From BenchmarkWalkTrace with a 4-service topology (4 spans/trace):

  • ~3,900 ns/trace (~975 ns/span)
  • 6,112 bytes/trace (~1,528 bytes/span)
  • 54 allocs/trace (~13.5 allocs/span)

Most allocation comes from the OTel SDK, not from motel's engine code:

Source Share of alloc_space
OTel newRecordingSpan 40%
OTel SetAttributes (slice grow) 27%
motel walkTrace (attr slices, maps) 24%
OTel span options 9%

CPU hot paths

From a CPU profile of BenchmarkWalkTrace (4-service topology, noop exporter):

CPU flamegraph from BenchmarkWalkTrace

The flamegraph shows walkTrace and executeCall as the widest application frames, with the OTel SDK ((*tracer).Start, newRecordingSpan, SetAttributes) underneath. Runtime and GC are visible but modest.

To reproduce this flamegraph:

go test -run=NONE -bench=BenchmarkWalkTrace -benchtime=5s \
  -cpuprofile=cpu.prof ./pkg/synth/
go tool pprof -raw cpu.prof | stackcollapse-go.pl | flamegraph.pl > flamegraph.svg

Sample pprof -text output from the same profile:

      flat  flat%   sum%        cum   cum%
     0.24s  2.11% 46.52%         4s 35.24%  synth.(*Engine).walkTrace
     0.03s  0.26% 46.78%      2.91s 25.64%  synth.(*Engine).executeCall
     0.05s  0.44% 47.22%      1.76s 15.51%  sdk/trace.(*tracer).Start
     0.25s  2.20% 49.43%      1.15s 10.13%  sdk/trace.(*tracer).newSpan
     0.17s  1.50% 54.01%      0.67s  5.90%  sdk/trace.(*recordingSpan).SetAttributes

The engine's own logic (walkTrace + executeCall) accounts for about 60% of CPU, with the OTel SDK taking the remaining 40%. GC pressure is modest at ~5%.

stdout vs OTLP export

Benchmark allocations at 1,000 traces/s for 1 second (noop exporter vs stdout writing to io.Discard):

Exporter Spans/sec Allocs/run Bytes/run
noop 3,456 49,270 5.5 MB
stdout (discard) 3,130 187,640 13.4 MB

stdout serialisation adds ~3.8x more allocations and ~2.4x more memory per run.

CPU usage

Measured with /usr/bin/time on the real binary over a 10-second run with a 4-service topology.
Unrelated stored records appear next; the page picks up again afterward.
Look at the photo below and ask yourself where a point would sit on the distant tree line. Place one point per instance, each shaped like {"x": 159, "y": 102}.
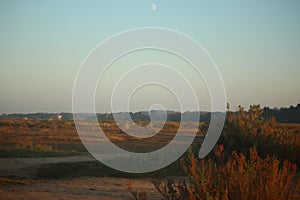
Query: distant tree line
{"x": 283, "y": 115}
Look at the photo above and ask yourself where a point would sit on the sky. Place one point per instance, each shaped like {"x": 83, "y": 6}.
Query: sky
{"x": 255, "y": 44}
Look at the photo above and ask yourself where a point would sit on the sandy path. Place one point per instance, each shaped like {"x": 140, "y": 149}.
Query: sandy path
{"x": 88, "y": 188}
{"x": 18, "y": 163}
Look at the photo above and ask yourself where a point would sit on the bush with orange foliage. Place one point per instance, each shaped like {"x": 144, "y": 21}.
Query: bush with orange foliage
{"x": 239, "y": 177}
CPU percentage is user+sys time divided by wall time, representing usage of a single core:

Target rate stdout CPU OTLP CPU
1,000/s 14% 6%
5,000/s 28% 13%
10,000/s 39% 20%

OTLP export (to a local collector with a noop exporter) uses roughly half the CPU of stdout, because the OTel SDK batches spans and the collector handles serialisation.

When does motel fall behind?

With OTLP export, motel keeps pace at all tested rates up to 10,000 traces/s.

With --stdout, the synchronous JSON serialisation becomes a bottleneck at high rates. At a target of 10,000 traces/s, the stdout exporter achieves only ~5,900 traces/s (~23,500 spans/s). For rates above ~5,000 traces/s, use OTLP export instead.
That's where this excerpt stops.